Here is a sobering and, perhaps, tristful thought:  what will an idle browser think of your life as he or she peruses the items in your estate sale?  What will the detritus of your life tell them about you?

For example, one of my prized possessions is the 1976 edition of The Complete Poems of Thomas Hardy (edited by James Gibson):  the first edition of Hardy's poetry to collect all of his poems in a single book.  I don't usually write in my books.  However, I decided to make an exception for this volume.  It seemed to me that the book would be with me until my dying day, and, given the number of poems in the book -- 947 -- I wanted to check them off as I read them, so that I could keep track of my progress.  In addition, over the years I have nearly filled the endpapers of the book with words from the poems for which I have written out definitions.

Or, consider this:  an egg of green alabaster acquired in an antique store in a Cotswold village on an autumn day in 1986.  Or this:  a baseball signed by members of the 1967 Minnesota Twins (Harmon Killebrew, Tony Oliva, Rod Carew, Dean Chance, and others), purchased for me by my grandfather during a game at Metropolitan Stadium in the summer of that year.

You know what I mean.

John Aldridge, "Still Life" (1958)

                              Lot 96

Lot 96:  a brass-rimmed ironwork fender.
It had stood guard for years, where it used to belong,
Over the hearth of a couple who loved tenderly.
Now it will go for a song.

Night upon winter night, as she gossiped with him
Or was silent, he watched the talkative firelight send
Its reflections twittering over that burnished rim
Like a language of world without end.

Death, which unclasped their hearts, dismantled all.
The world they made is as if it had never been true --
That firelit bubble of warmth, serene, magical,
Ageless in form and hue.

Now there stands, dulled in an auction room,
This iron thing -- a far too durable irony,
Reflecting never a ghost of the lives that illumed it,
No hint of the sacred fire.

This lot was part of their precious bond, almost
A property of its meaning.  Here, in the litter
Washed up by death, values are re-assessed
At a nod from the highest bidder.

C. Day Lewis, Pegasus and Other Poems (1957).

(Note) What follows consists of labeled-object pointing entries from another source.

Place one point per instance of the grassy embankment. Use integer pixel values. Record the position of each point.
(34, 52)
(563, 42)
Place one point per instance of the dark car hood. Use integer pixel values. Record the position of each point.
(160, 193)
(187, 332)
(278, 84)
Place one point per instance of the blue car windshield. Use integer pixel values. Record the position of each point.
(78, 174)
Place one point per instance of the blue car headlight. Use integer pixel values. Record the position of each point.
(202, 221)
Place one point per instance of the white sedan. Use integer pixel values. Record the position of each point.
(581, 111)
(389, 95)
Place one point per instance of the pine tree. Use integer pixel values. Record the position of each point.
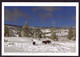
(53, 34)
(6, 31)
(25, 30)
(70, 33)
(74, 33)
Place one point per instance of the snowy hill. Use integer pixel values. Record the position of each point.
(20, 44)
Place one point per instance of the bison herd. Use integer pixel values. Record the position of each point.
(44, 42)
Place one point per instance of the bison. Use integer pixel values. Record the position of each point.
(34, 43)
(46, 42)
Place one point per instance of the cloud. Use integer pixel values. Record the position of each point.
(46, 8)
(15, 14)
(73, 18)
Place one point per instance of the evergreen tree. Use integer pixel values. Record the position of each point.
(25, 30)
(70, 33)
(74, 37)
(53, 34)
(6, 31)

George Clausen (1852-1944), "The Chinese Pot"

     Lot 304: Various Books

There are always lives
Left between the leaves
Scattering as I dust
The honeymoon edelweiss
Pressed ferns from prayer-books
Seed lists and hints on puddings
Deprecatory letters from old cousins
Proposing to come for Easter
And always clouded negatives
The ghost dogs in the vanishing gardens:

Fading ephemera of non-events,
Whoever owned it
(Dead or cut adrift or homeless in a home)
Nothing to me, a number, or if a name
Then meaningless,
Yet always as I touch a current flows,
The poles connect, the wards latch into place,
A life extends me --
Love-hate; grief; faith; wonder;

Joan Barton, The Mistress and Other Poems (1972).

Thomas Henslow Barnard (1898-1992), "Still Life"


Bovey Belle said...

What perfect timing - I spent the middle part of today at an auction - bidding on 4 things, and only winning one (a book case . . . very apt).

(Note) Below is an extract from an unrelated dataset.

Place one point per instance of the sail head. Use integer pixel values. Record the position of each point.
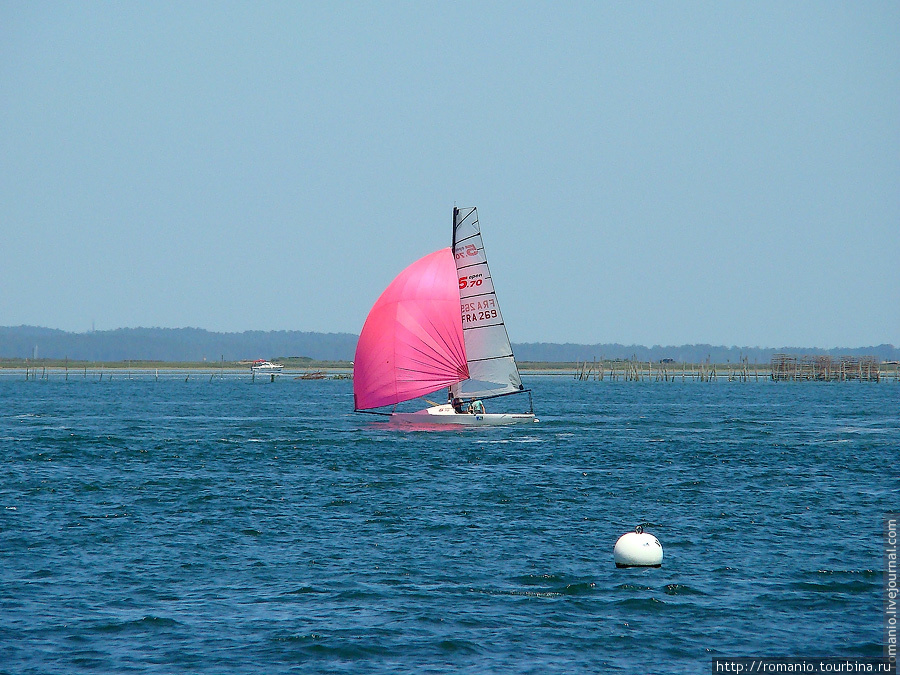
(492, 366)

We have furnished our entire house from auctions over the years, housing other peoples' memories and overlaying them with our own. We treasure other people's craftsmanship and skill, see usefulness in something deemed a museum piece by others . . .

Lovely poems - especially the Cecil Day-Lewis one.

Stephen Pentz said...

Bovey Belle: it's very good to hear from you again.

That is good timing, isn't it? That's a wonderful way to put it: "housing other peoples' memories and overlaying them with our own." It's a lovely way to think of the things that I have picked up in antique stores over the years.

Thank you very much for visiting -- I'm always happy to have you stop by.